I also looked at individuals in my adoptive Sellers line:

Great-great-grandfather Cornelius Godshalk Sellers, Civil War veteran:  probably no tombstone originally, now unknown grave location (because the cemetery was sold for a housing development and only graves for which people ponied up money were moved)

Distant cousins Edwin Elias Sellers, career U.S. Army veteran, and his son David Foote Sellers, career U.S. Navy veteran, actually do have tombstones I can find images of.  I considered writing about one of them — and I would have had tons of material, because they both had long, well documented careers — but I kept hunting for someone on one of my blood-related lines.  And I finally found:

Great-granduncle David Harry Brainin, World War I U.S. Army veteran (and William's brother).  Born approximately March 25, 1888 (at least that's the date he used on some records in the United States), probably in or near Kreuzburg, Russian Empire (now Krustpils, Latvia); died May 6, 1971 in Vineland, Cumberland County, New Jersey; buried in Alliance Cemetery, Norma, Salem County, New Jersey.

I wrote about Dave and my discovery of what little I know of his Army service a few years ago.  He registered for the draft on June 5, 1917 in Butte, Montana.  According to his fast-tracked military petition for naturalization, he arrived at Camp Lewis, Washington on March 5, 1918.  He was naturalized as a U.S. citizen on June 4, 1918.  The two witnesses on his petition were a captain and a first lieutenant, probably officers in his unit.  I don't know when he officially entered or mustered out of the Army.

But I do have a photo of his tombstone:

There isn't much of an inscription:  Just BRAININ over DAVID 1888–1971 and BETTY 1900–1978.

Thank you to Mary Ann Missimer-Moore, who took this photo and has given blanket permission to use the photos she posts on Find A Grave.
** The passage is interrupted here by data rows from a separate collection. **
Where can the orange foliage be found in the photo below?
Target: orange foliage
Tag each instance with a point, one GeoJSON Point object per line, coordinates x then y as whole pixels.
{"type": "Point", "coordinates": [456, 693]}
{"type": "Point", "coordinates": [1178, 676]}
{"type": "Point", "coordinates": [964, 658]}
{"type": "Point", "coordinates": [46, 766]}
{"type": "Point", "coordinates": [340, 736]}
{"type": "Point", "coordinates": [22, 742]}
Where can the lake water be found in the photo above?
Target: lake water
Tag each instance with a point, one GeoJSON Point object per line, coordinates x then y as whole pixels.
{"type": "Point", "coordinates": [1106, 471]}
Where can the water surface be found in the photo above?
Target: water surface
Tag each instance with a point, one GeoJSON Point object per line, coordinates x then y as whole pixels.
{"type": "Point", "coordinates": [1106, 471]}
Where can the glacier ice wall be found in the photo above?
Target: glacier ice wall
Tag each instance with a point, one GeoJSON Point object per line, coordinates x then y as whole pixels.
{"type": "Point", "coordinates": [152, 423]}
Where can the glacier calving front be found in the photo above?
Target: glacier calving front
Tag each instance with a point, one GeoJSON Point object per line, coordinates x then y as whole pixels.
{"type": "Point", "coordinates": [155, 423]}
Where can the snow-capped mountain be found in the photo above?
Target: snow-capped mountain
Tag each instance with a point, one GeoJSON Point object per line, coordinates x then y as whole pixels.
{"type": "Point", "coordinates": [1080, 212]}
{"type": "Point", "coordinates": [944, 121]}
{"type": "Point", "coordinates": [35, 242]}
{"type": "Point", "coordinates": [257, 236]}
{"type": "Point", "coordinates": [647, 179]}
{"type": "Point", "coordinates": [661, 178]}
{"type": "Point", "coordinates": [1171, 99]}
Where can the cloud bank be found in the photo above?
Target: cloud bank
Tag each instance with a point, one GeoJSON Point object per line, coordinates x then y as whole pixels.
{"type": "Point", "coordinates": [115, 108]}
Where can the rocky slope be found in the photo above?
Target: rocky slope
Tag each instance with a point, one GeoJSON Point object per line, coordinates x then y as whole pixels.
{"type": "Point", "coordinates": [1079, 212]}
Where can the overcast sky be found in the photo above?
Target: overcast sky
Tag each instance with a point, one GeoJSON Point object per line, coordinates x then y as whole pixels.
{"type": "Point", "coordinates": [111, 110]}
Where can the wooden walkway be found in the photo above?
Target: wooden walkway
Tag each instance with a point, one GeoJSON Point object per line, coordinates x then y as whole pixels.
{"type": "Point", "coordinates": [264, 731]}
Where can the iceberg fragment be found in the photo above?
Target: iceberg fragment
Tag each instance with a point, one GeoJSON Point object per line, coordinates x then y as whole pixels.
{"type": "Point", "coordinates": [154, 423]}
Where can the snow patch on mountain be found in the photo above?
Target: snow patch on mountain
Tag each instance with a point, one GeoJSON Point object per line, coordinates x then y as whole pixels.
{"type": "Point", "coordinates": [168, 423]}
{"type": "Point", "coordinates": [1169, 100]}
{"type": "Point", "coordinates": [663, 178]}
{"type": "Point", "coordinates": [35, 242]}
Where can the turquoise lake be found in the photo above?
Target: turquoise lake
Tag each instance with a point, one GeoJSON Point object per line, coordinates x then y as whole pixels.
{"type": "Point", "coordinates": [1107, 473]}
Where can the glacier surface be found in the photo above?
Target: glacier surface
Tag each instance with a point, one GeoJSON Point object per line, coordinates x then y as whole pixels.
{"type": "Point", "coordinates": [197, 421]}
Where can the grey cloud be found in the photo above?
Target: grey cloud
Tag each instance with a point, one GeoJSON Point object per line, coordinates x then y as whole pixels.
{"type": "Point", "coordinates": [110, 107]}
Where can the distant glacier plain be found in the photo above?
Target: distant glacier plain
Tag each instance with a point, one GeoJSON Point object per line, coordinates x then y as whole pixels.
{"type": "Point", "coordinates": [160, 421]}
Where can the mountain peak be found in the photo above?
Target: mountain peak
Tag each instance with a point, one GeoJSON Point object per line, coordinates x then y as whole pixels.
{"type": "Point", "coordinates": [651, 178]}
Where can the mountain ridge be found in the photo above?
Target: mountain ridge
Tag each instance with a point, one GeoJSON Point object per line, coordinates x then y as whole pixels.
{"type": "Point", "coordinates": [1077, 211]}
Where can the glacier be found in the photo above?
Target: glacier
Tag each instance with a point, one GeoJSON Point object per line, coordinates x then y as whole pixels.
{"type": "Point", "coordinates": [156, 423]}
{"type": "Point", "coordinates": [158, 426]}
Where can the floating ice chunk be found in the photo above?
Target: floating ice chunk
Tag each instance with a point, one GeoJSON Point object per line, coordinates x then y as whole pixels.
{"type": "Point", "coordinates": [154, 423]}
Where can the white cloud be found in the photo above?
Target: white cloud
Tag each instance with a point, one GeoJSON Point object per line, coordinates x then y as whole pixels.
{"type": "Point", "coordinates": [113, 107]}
There's about an 80% chance that any documents relating to Dave's service were destroyed in the 1973 National Personnel Records Center fire.  I actually live not far from what was Camp Lewis, now Joint Base Lewis-McChord.  I searched and discovered that Lewis Army Museum is on the base.  I doubt there will be anything specific to my uncle in the museum.  But I won't know for sure about either until I try, will I?